Evelyn’s look of triumph slipped, and she reflexively looked down. When she looked back up, there was terror in her eyes. She turned to stop the rune, but she was too late. It flashed into existence with a pulse of light brighter and hotter than the sun.

The instant the light flared, the runes on Alex’s new brass ring sprang to life. A spherical shield of pure, transparent energy enveloped Alex and inside that, a boiling dark vapor erupted. The rune that made the vapor was called the Rune of Inky Night and no light had ever penetrated it.

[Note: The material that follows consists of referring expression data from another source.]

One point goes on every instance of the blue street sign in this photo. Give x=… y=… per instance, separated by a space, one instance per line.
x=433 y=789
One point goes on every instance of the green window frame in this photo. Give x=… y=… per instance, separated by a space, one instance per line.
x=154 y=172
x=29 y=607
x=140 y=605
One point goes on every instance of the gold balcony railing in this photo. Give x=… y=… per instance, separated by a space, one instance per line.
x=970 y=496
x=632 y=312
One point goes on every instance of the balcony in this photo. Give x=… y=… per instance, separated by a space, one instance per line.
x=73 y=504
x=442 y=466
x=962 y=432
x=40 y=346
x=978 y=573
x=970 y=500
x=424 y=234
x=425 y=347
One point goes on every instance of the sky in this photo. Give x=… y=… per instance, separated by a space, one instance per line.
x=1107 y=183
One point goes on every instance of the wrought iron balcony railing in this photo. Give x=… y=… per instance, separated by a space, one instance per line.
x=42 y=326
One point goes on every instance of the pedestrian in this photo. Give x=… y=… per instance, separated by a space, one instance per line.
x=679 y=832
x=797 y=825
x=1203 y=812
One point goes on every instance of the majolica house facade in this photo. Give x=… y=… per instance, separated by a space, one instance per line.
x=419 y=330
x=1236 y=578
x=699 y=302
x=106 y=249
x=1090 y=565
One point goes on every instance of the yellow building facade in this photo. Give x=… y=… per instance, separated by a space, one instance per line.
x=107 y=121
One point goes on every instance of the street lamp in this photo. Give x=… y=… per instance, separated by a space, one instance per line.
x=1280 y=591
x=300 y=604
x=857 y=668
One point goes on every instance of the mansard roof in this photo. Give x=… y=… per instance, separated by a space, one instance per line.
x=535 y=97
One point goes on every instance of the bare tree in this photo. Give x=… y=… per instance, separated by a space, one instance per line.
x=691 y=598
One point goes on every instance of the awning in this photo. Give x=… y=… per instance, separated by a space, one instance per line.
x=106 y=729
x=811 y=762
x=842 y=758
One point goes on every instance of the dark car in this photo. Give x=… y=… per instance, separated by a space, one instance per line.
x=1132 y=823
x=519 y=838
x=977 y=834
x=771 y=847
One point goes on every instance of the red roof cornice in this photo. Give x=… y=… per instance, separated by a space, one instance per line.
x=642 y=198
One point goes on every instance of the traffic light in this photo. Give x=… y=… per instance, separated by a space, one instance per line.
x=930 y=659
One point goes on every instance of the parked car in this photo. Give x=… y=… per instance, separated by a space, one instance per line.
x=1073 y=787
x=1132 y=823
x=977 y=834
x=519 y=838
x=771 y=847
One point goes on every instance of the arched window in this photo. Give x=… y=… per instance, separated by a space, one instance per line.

Alex hoped it would be enough to keep the killing light of the finding rune from reaching him. In the fraction of a second before the runes had activated, the light had touched Alex’s exposed skin and he could still feel it burning, like he’d been in the sun too long.

Outside the darkness, Evelyn was screaming. It was not the scream of terror one might expect from someone who has come face to face with their doom, but rather a scream of mortal agony, as her flesh burned in the unforgiving light. Alex wished he’d added a silence rune to the ring as the scream grew higher and higher in pitch. A low, thrumming noise grew along with the screams. After what seemed like an eternity, the scream died down to a gargling gasp… and then nothing. The thrumming went on for another full minute, then it too died away, and the world outside Alex’s sphere of midnight fell silent.

Alex took a deep breath and let it out slowly, his hands trembling and making the handcuffs rattle against the metal bed frame. He had been right about Quinton Sanderson’s and Thomas Rockwell’s accomplice. Evelyn had used them all and she’d paid for her quest for power with her life.

“I’m so sorry, Evelyn,” he said, his voice hoarse in the stillness. “I tried to warn you.” A single tear rolled down his cheek, but he didn’t care. Inside the blackness of the darkness rune, no one could see him.